Statistical Utilities

Overview

The stat module provides six functions across five common statistical tasks:

Task Functions
Power and sample-size planning stat_power(), stat_n()
Two-group comparison quick_ttest()
Multi-group comparison quick_anova()
Categorical association quick_chisq()
Correlation analysis quick_cor()
library(evanverse)

Note: All code examples in this vignette are static (eval = FALSE). Output is hand-written to reflect the current implementation.


1 Power And Sample-Size Planning

Both stat_power() and stat_n() support the same test families:

test Meaning Effect size
"t_two" Two-sample t-test Cohen’s d
"t_one" One-sample t-test Cohen’s d
"t_paired" Paired t-test Cohen’s d
"anova" One-way ANOVA Cohen’s f
"proportion" One-sample proportion test Cohen’s h
"correlation" Correlation test Pearson r
"chisq" Chi-square test Cohen’s w

stat_power() - Compute power from sample size

Given n, effect_size, and test settings, returns a power_result object with computed power plus interpretation and recommendation.

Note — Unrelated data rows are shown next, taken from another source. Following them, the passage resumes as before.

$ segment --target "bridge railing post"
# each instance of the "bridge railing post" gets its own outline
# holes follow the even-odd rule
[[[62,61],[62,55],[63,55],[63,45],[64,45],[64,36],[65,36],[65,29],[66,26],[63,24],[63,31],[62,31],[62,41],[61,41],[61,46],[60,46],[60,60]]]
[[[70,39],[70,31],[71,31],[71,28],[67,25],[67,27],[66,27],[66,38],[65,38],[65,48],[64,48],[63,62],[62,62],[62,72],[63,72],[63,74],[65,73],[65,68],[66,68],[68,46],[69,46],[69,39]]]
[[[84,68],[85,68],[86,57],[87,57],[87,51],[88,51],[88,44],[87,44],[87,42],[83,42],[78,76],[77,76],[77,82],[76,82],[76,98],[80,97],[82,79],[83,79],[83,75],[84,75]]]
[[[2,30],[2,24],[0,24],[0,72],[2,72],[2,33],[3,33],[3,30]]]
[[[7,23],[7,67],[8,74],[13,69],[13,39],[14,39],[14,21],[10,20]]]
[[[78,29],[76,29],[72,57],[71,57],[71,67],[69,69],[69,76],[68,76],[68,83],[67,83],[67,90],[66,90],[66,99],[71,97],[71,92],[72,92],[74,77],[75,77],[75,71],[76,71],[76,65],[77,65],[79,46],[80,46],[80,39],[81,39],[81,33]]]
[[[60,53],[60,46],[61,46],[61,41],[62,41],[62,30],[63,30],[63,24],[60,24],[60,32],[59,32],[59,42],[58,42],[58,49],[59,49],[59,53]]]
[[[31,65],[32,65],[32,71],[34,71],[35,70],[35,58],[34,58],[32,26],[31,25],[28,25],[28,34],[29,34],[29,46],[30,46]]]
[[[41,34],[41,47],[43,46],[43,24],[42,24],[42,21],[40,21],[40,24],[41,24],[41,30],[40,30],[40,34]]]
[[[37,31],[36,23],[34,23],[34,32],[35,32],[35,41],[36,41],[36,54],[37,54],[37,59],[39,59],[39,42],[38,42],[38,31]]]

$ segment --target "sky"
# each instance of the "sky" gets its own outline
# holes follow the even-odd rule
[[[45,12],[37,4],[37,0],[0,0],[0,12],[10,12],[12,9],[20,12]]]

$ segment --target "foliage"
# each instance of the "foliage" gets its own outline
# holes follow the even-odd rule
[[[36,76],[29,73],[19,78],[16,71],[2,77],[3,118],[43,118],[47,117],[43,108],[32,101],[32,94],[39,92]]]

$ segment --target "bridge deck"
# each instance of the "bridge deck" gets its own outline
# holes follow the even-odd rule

res <- stat_power(n = 30, effect_size = 0.5)
print(res)
#> Power: 47.8%  (very low) | Two-sample t-test
#> n = 30 per group,  effect size = 0.500,  alpha = 0.050

For ANOVA, k is required:

stat_power(n = 25, effect_size = 0.25, test = "anova", k = 3)
#> # power_result object

For chi-square, df is required:

stat_power(n = 120, effect_size = 0.3, test = "chisq", df = 2)
#> # power_result object

Use S3 methods for reporting and visualization:

summary(res)
plot(res)
#> # A ggplot object: power curve over sample size

stat_n() - Compute required sample size

Given target power and expected effect_size, returns the minimum required sample size (rounded up) as a power_result object.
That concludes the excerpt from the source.